São necessárias medidas
institucionais para proteger a companhia contra a corrupção, mas que
garantam sua eficiência empresarial. Desmontar a organização
antidemocrática e burocrática vigente. Fortalecer o corpo técnico no
exercício direto das atividades de pesquisa aplicada, projetos básicos,
condução dos empreendimentos, compra direta de equipamentos e materiais,
com a redução das contratações de consultorias e de terceiros para
exercício de atividades estratégicas. [1] [2] [8]
A PRIVATIZAÇÃO
é chamada pelo eufemismo “desinvestimento”. É planejada a venda de
ativos na ordem de 57 bilhões de dólares, cerca de 20% do patrimônio da
estatal, até 2020. O foco do plano é a redução do endividamento, da
“alavancagem” no jargão financeiro. Trata-se da privatização de ativos
rentáveis, do comprometimento do fluxo de caixa futuro, da entrega de
mercado pujante e com potencial de crescimento, além da desintegração da
companhia. São ativos estratégicos que podem ser entregues aos
competidores no pior momento, já que estão depreciados pela queda dos
preços do petróleo no mercado mundial.
Em 2015, a Petrobrás
captou bilhões de dólares em títulos de longo prazo no mercado
financeiro, com o Banco de Desenvolvimento da China, no mercado
doméstico com bancos estatais e privados. Seja no mercado financeiro
internacional, na relação estratégica com países soberanos, ou no
mercado doméstico, dados empíricos contradizem a hipótese do limite do
endividamento.
A Petrobrás tem
potencial de crescimento, descobriu o pré-sal, possui tecnologia de
ponta, tem acesso privilegiado a um mercado pujante e praticamente
cativo. Além de ser uma empresa integrada, fator que minimiza os riscos.

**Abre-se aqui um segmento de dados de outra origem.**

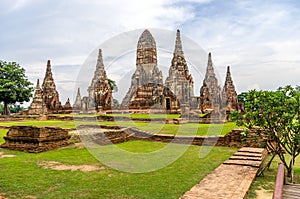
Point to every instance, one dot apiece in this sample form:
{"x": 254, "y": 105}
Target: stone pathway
{"x": 232, "y": 179}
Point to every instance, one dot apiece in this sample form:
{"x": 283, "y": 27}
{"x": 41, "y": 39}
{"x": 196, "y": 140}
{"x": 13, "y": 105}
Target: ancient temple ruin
{"x": 37, "y": 106}
{"x": 147, "y": 90}
{"x": 179, "y": 81}
{"x": 46, "y": 98}
{"x": 229, "y": 95}
{"x": 99, "y": 92}
{"x": 210, "y": 92}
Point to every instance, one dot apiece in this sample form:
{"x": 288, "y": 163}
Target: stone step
{"x": 247, "y": 154}
{"x": 245, "y": 158}
{"x": 244, "y": 163}
{"x": 291, "y": 191}
{"x": 251, "y": 150}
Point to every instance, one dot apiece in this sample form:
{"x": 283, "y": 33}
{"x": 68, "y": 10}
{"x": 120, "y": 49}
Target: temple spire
{"x": 178, "y": 46}
{"x": 78, "y": 92}
{"x": 48, "y": 70}
{"x": 100, "y": 65}
{"x": 228, "y": 80}
{"x": 146, "y": 49}
{"x": 77, "y": 104}
{"x": 38, "y": 84}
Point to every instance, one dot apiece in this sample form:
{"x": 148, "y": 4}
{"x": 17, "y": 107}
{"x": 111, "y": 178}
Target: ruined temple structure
{"x": 179, "y": 81}
{"x": 229, "y": 95}
{"x": 99, "y": 92}
{"x": 37, "y": 106}
{"x": 147, "y": 89}
{"x": 210, "y": 92}
{"x": 212, "y": 98}
{"x": 46, "y": 97}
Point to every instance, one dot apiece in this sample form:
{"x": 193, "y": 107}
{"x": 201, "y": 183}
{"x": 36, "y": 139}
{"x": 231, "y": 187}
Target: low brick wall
{"x": 35, "y": 139}
{"x": 107, "y": 135}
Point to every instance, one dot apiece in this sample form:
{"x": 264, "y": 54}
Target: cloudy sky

A companhia deve focar no crescimento, proporcional ao desenvolvimento e
em apoio a economia nacional. Deve utilizar a renda petroleira para
investir em infraestrutura para a produção de renováveis, e assim nos
preparar para o futuro. Vender ativos para pagar dividendos no curto
prazo e se acanhar diante da liderança do desenvolvimento industrial
brasileiro é um erro grave, com severas consequências para o futuro
corporativo e nacional. [3]
O PRÉ-SAL, O REGIME DA PARTILHA E O OPORTUNISMO
dos de sempre. A propriedade do petróleo é estratégica e sua produção
deve ser compatível com o desenvolvimento da economia nacional e
submetida ao interesse social.
Ao petróleo e ao gás
natural deve ser agregado valor, com o refino para a produção de
derivados e na conversão para a produção de petroquímicos e
fertilizantes. Para evitar que interesses privados se imponham aos
interesses da maioria da população brasileira, a Petrobrás deve liderar a
produção do pré-sal na condição de operadora única.
A Petrobrás como operadora única no pré-sal é importante para:
1) evitar a extração predatória,
2) prevenir a fraude na medição da vazão do petróleo produzido,
3) impedir a fraude na medição dos custos dos empreendimentos e da operação,
4) viabilizar política industrial que fortaleça fornecedores locais de bens e serviços,
5) garantir o desenvolvimento tecnológico etc.
Nenhum país se desenvolveu entregando seus recursos naturais, finitos e estratégicos, para exportação pelas multinacionais. [4]
A REORGANIZAÇÃO CORPORATIVA.
A Petrobrás iniciou em 2015 o trabalho para sua reestruturação
corporativa. Antes de tratarmos da organização, precisamos entender o
conteúdo do trabalho que se pretende estruturar. Assim se destacam o
modelo de Pesquisa aplicada, Desenvolvimento e Engenharia básica
(PD&E) do CENPES e as estratégias de contratação e gestão dos
empreendimentos. O conceito do PD&E está em risco de desintegração
com a transferência da Engenharia Básica do CENPES para
a gerência responsável pela implantação dos empreendimentos e projetos.
O modelo vigente tem garantido o sucesso no domínio e aperfeiçoamento
das tecnologias utilizadas pela companhia, desde sua criação em 1976
para a área industrial e 1983 para a de Exploração e Produção (E&P).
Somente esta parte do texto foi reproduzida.